A typical example of stacked oil drilling rigs are the two offshore jack-up rigs owned by Oando PLC and stacked in the Marina in Lagos for over six months now. Those rigs, in good times should be generating about $250,000.00 per day for Oando PLC. This simply translates to, an incredible loss of money to the company, terrible loss of jobs to Nigerians and a commensurate loss of revenue to Nigeria. It is not a problem peculiar to Oando PLC but an industry-wide crisis. This column is certain that Oando PLC will gladly accept a rate less than normal if approached by operators.

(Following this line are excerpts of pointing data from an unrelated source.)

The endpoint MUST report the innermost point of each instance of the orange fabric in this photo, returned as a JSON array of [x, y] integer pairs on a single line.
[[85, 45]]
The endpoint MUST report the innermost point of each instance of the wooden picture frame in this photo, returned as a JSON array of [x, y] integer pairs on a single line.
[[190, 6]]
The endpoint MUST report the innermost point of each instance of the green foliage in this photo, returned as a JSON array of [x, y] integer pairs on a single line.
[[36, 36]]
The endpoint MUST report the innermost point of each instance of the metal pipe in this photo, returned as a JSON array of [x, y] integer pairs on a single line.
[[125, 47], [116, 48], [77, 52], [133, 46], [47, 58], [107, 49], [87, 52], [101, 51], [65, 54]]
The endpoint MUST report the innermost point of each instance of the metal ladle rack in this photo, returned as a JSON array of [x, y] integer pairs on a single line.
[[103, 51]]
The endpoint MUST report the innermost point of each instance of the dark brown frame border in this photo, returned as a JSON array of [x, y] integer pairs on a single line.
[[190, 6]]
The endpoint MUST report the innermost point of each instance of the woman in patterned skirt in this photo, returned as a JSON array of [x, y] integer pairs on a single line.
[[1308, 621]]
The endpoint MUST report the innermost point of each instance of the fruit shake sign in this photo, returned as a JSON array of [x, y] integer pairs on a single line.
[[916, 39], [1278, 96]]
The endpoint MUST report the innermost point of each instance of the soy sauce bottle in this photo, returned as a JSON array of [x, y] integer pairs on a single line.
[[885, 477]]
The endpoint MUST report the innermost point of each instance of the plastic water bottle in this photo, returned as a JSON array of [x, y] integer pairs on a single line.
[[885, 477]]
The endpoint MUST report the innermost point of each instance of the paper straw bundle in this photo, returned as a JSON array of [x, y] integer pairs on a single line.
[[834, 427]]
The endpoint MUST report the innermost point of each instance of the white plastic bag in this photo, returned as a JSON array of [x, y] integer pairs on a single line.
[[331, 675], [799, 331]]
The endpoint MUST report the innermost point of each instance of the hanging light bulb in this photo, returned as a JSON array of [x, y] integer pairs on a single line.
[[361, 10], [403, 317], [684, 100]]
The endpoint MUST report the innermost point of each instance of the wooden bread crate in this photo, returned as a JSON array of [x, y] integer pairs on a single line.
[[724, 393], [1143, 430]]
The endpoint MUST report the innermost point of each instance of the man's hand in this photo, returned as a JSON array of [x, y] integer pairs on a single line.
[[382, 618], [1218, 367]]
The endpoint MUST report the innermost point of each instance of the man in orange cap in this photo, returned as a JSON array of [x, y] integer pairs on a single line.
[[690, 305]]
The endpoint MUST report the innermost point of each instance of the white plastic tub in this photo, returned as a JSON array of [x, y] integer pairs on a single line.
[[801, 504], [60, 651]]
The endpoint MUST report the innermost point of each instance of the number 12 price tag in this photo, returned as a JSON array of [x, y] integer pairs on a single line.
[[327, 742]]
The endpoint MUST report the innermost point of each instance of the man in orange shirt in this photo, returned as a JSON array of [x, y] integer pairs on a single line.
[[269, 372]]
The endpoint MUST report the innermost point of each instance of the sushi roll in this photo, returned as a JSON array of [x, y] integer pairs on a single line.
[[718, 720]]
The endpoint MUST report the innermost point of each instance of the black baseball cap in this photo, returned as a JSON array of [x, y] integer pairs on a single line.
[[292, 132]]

This, at least, will save machine from wear and tear, create jobs for men and generate revenue for company and country.

It is gratifying that the Nigerian National Petroleum Corporation, NNPC has secured $1.2B to further drive its equity participation in the industry with promises to pay accumulated cash calls of over $6B. It is cheaper to drill for oil onshore than offshore for reasons of logistics, rig cost etc. Majority of drilling operations are therefore, likely going to be conducted onshore.

If the operating companies can agree with drilling contractors either, international or local to cut the rates of their drilling rigs as they have earlier agreed with other service providers, it means exploitation of Nigeria’s major revenue provider will not be down to a crisis level but a manageable level. In other words, if there were forty drilling rigs operational before the crude oil price crash, an agreement can be reached by stakeholders to keep thirty operational rather than ten. Furthermore, now that the international market price of crude oil is trading for less than $50/barrel from its glorious days of over a $100/barrel, the onus is on the NNPC through its subsidiary; the Nigerian Petroleum Development Company, NPDC to drive more projects along this line.

Since the oil price is down south, it is time to take advantage the market has to offer by increasing exploration/exploitation activities in oil mining leases at reduced rate or in local business parlance, “promo price”. This will help in further increasing the production capacity of the country, create more revenue base for the country, create more jobs and further boost the country’s economy.

What is the point of winning a keenly contested oil block after paying so much money to government through the Directorate of Petroleum Resources, DPR for ten years duration without doing anything until the license expires? There are about 97 of such undeveloped fields in this regard. It is agreed that borrowing money from Nigerian banks to drive projects like these are tied into conditions designed to make the banks healthier than the borrower. If this is enough setback, it is time for local participators to look for foreign financial partners to collaborate with to drive their visions rather than have it locked up in a drawer. It is time for such “siddon-look” companies to synergize with others either at conferences like the yearly Offshore Technology Conference, Offshore Production Optimization Conference etc.

Nothing is bad, in the opinion of this column, for two or more operators, to come together and drive a drilling program. Chevron drove the Agbami project on behalf of Famfaoil, ExxonMobil drove the first successfully drilled high pressure, high temperature, HPHT exploratory well in Nigeria on behalf of Total FinaElf and some other operators. Midwestern Oil and Gas is driving drilling projects on behalf of its co-venturers.

This is not the time to be passively redundant! This is the time, more than ever before, to be actively involved in the interest of business returns, men, machine, industry and country. Several companies in the industry are seeking to help operators cut cost with technology-driven solutions, which has been discussed in previous columns. If operators decide to wait till the market conditions improve before making a move, what is the guarantee that the market indices will be favorable after such a move has been made? If we look further, we will see further. Taking advantage of the challenge and transforming it into opportunities for ingenious business development is the way to go and going that way is the opportunity cost of drilling through a price crash. The road is open!